To assess the efficacy of an intervention in which patient navigators (PNs) educate families on human papillomavirus (HPV) vaccination and give tailored reminders for follow-up in a clinic environment. Demographic data, visit type, preferred contact mode, completion rates and correlations, and missed appointments were all examined. Furthermore, qualitative interviews with 21 providers and PNs were conducted to examine their impressions of the programme. Out of 2,162 patients approached, 1,391 were identified as unvaccinated or partly vaccinated previous starting; among the unvaccinated, 930 got the first dose after being advised by the PN, either immediately or during a follow-up visit shortly after. Between 2/1/2015 and 8/31/2016, 93 percent of those contacted completed the series by 8/31/2017. There were no gender or race/ethnicity disparities in series completion among initiators, although older patients were less likely to finish than 11–12 year olds. 85 percent of the 688 patients identified as prior starters completed the series through the programme. According on qualitative interviews, clinicians believed the initiative addressed key obstacles to HPV vaccination.

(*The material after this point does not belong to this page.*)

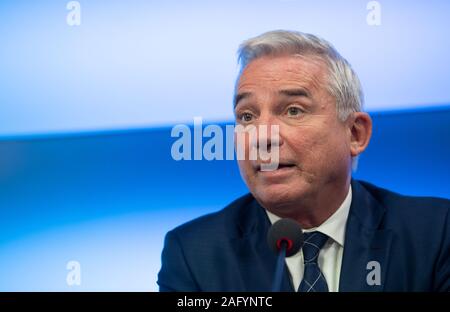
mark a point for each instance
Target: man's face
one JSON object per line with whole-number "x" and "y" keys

At Texas paediatric clinics, using PNs significantly boosted HPV vaccine series completion among boys and girls with historically poor HPV immunisation rates. Clinic clinicians believed that this programme addressed many of the hurdles they had noticed previous to the program’s introduction. This strategy has the potential to significantly increase HPV vaccination series completion rates in the United States.